Erfolgreiche Neugründung eines Stadtteils
Im Gegensatz zu neu gegründeten Großwohnsiedlungen in anderen Städten sei die Vogelstang ein „ganz, ganz großer Erfolg“ geworden, verweist Specht auf positive Einschätzungen: „Die Fachwelt blickt heute noch mit Anerkennung auf die Vogelstang!“
Auf die Tatsache, dass die Vogelstang inzwischen der Stadtteil mit dem höchsten Durchschnittsalter sei, werde die Politik reagieren, sagte er zu. Für eine Weiterentwicklung der offenen Altenhilfe habe die Stadt erfolgreich Fördermittel beim Sozialministerium eingeworben. Im Einkaufszentrum werde ein neuer Seniorentreff mit neuer Konzeption und Pflegestützpunkt eröffnet: „Ich bin zuversichtlich: noch vor dem Deutschen Seniorentag in Mannheim im nächsten Jahr“ (der findet Anfang April statt). Der Franklin-Steg werde gebaut und den Austausch mit dem neuen Stadtteil auf der anderen Seite der B 38 erleichtern. Der Gemeinderat habe die Vogelstang als Sanierungsgebiet ausgewiesen, „und ich hoffe, dass wir eine Lösung finden für die Skulptur von Hans Nagel“, so Specht unter dem Beifall der Zuhörer zu der verrottenden Großskulptur.
Auf planungs- und baugeschichtliche Aspekte des Stadtteils seit der Grundsteinlegung im September 1964 blickt dann noch Andreas Schenk, Architekturexperte des Marchivums, zurück. Die 22-stöckigen Hochhäuser seien etwa binnen fünfeinhalb Monaten errichtet worden. „Erstaunlich, wenn man das mit heutigen Bauzeiten vergleicht“, so Schenk. Der Bau des Stadtteils sei „eine enorme Leistung“ gewesen „und fand weit über Mannheim hinaus Beachtung“, etwa weil der Stadtteil so viele Grünflächen aufweise. Dank des Bürgervereins, „der immer die Finger in die Wunde gelegt hat“, weise die Vogelstang im Gegensatz zu anderen Großsiedlungen auch eine eigene Identität auf und sei daher eine erfolgreiche Neugründung, so Schenk.

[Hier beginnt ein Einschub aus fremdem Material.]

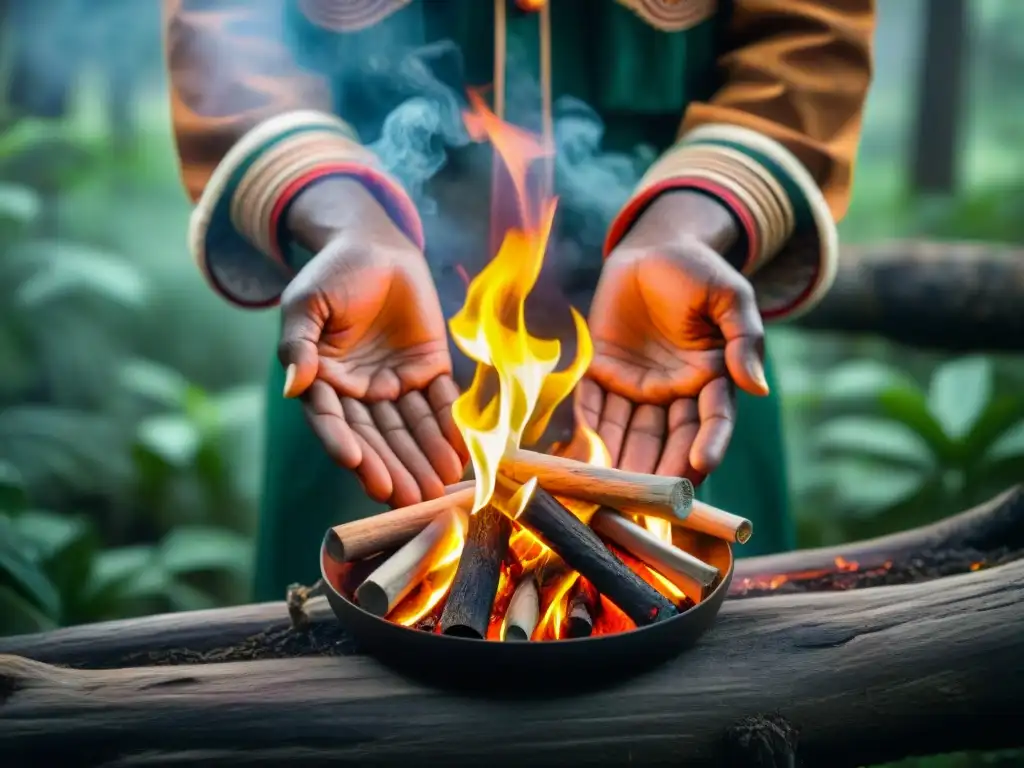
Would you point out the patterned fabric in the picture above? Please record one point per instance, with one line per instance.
(764, 184)
(349, 15)
(672, 15)
(235, 232)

Mit einem fröhlichen „Halleluja“ auf die Vogelstang begleitet die Kantorei des Stadtteils die Feier, die der Bürgerchor Vogelstang mit zwei eigens von seinem Leiter Florian Moser auf den Stadtteil umgedichteten Liedern aus dem „Weißen Rössl“ beginnt: „Im Bürgersaal auf der Vogelstang da steht das Glück vor der Tür“ und „Auf der Vogelstang da kann man gut lustig sein“.